1. Anreise, E-Lade-Chaos und Cognac

Die Fahrt nach St. Emilion verlief ruhig und sehr angenehm. Wir fanden Ladestationen im richtigen Abstand und jede dieser Stationen hat funktioniert. Es war also auf positive Art langweilig. Unterhaltsam war jedoch das Auto an sich. Das Auto ist so programmiert, dass es gerne Voice-Anweisungen erhalten würde. Also schaltet es sich so ungefähr im 2 Stunden Rythmus dazu, indem es alle anderen Anwendungen überschreibt. Die weibliche Stimme im Auto: „Was möchten Sie jetzt gerne machen ?“ Der Zeitpunkt war eher suboptimal, da wir mit dem selben Bildschirm navigieren und in diesem Moment mussten wir gerade die Autobahn wechseln, wir sollten also das Navigationssystem sehen. Daher antwortete Thomas nicht ganz freundlich: „Verpiss dich !“. Dann sah man das Rädchen drehen und dann die Stimme: „OK, ich mache die Luft sauber“. In diesem Moment schaltete sich auch tatsächlich die Lüftung ein und im Auto blies ein recht kühler Luftzug. Diese Situation war so skurril, dass wir für ein paar Kilometer lachten.

Wir landeten knapp um 19.00 in St. Emilion und waren mit der Fahrtzeit von 11 Stunden (inklusive der Zeit von 4 Pausen/Ladezeiten) sehr zufrieden.

Dieser Turm steht direkt vor unserer Unterkunft, also fast im Vorgarten. Er heisst Tour du Roy und ist der einzige erhaltene romanische Bergfried in der Gironde. Es ist umstritten, um welchen König es sich hier gehandelt hat: entweder der französiche Ludwig VIII 1224 oder 1237 der englische Henri III Plantegenet, König von England und Aquitanien. Wie auch immer, das Gebäude ist alt !

Wir verliessen unsere Unterkunft um 10.00 morgens, wir hatten Tickets für eine Führung bei Hennessy in Cognac gebucht, vorher wollten wir Mittagessen. Um die Reichweite des Autos zu erhöhen, wollen wir in der Nähe von St. Emilion noch laden.

Leider sah die erste Ladestation, die wir anfuhren, so aus.

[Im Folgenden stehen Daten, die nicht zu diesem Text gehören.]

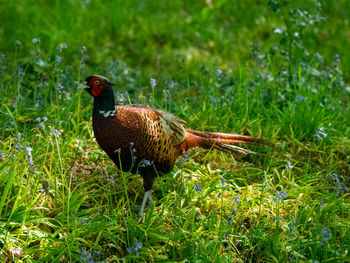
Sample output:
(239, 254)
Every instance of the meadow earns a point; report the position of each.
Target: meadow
(276, 70)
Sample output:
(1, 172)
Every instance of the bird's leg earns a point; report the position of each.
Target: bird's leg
(146, 196)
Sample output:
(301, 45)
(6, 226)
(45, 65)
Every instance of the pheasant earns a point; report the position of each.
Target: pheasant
(148, 141)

Und ihr denkt sicher auch: hier hat schon lange niemand mehr geladen ! So war es dann auch und wir natürlich auch nicht !

Ok, wir brauchen eine neue Ladestation und fanden eine in der Nähe, eine Station von Allego. Nur hatten wir bereits Bekantschaft mit einer Ladestation von Allego im Elsass gemacht, diese Erfahrung war nicht sehr positiv: genau, es war diese Station, die Kommunikationsprobleme mit unserem Auto hatte. Diesmal die selbe Fehlermeldung. Also wieder nix und wir veränderten die Namen Allego in AlleNIXgo. Weiter fahren, neue Ladestation suchen.

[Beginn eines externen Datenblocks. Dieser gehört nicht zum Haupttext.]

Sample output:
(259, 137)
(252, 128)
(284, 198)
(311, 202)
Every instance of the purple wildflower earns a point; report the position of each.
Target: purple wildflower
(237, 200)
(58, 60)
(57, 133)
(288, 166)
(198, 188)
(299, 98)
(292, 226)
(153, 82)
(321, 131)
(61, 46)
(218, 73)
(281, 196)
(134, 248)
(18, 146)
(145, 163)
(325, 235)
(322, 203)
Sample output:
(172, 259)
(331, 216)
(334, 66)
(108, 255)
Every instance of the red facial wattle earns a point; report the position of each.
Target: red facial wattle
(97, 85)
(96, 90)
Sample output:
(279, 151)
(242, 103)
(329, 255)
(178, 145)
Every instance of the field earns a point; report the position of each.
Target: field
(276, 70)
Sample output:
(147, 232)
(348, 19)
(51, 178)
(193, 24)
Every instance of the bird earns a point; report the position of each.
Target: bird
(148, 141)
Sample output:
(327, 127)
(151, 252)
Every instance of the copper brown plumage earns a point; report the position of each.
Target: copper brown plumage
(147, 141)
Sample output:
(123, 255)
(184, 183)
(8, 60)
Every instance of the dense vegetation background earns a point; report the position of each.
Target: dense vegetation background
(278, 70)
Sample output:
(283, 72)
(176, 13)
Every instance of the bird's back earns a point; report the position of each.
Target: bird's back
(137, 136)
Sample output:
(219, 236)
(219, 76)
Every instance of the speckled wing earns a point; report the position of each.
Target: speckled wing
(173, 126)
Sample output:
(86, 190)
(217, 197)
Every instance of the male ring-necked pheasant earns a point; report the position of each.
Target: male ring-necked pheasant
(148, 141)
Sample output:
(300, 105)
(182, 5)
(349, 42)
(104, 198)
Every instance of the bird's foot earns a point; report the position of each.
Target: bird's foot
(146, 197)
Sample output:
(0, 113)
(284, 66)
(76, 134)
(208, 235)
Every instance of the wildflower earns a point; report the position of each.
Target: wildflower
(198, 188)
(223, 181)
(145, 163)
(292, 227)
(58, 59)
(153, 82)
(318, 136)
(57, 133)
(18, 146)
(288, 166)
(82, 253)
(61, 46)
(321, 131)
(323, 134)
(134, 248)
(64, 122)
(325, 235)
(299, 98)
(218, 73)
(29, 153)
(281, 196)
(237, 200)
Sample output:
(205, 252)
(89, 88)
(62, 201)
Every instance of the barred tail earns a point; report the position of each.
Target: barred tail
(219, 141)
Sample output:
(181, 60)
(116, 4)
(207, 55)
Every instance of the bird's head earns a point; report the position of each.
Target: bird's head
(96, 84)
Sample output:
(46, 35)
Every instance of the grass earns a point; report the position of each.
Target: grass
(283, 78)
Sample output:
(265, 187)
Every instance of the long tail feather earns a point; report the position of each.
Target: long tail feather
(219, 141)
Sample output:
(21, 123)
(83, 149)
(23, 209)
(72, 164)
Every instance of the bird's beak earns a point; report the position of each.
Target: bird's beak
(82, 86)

Bei der 3. Ladestation und einem Kaffee hatten wir bereits 2 Stunden Verspätung in unserem Zeitplan – grrrrr. Ein E-Auto funktioniert wunderbar, wenn du zu Hause laden kannst oder auf den Autobahnen. Wenn die Umgebung jedoch komplett neu ist, ist es mühsam ! Am Ende des Tages beschlossen wir, für solche Fahrten eher den Mini zu nehmen als den ID4.

Voila, wir fuhren fast 2 Stunden bis nach Cognac, dort wollen wir Mittagessen gehen. Blöd nur, das Restaurant und das zugehörige Hotel gab es an dieser Adresse nicht mehr und so gut wie alles, war an diesem Tag geschlossen.

… eine Strasse in Cognac. Kein Geschäft, kein Restaurant, keine Menschenseele ….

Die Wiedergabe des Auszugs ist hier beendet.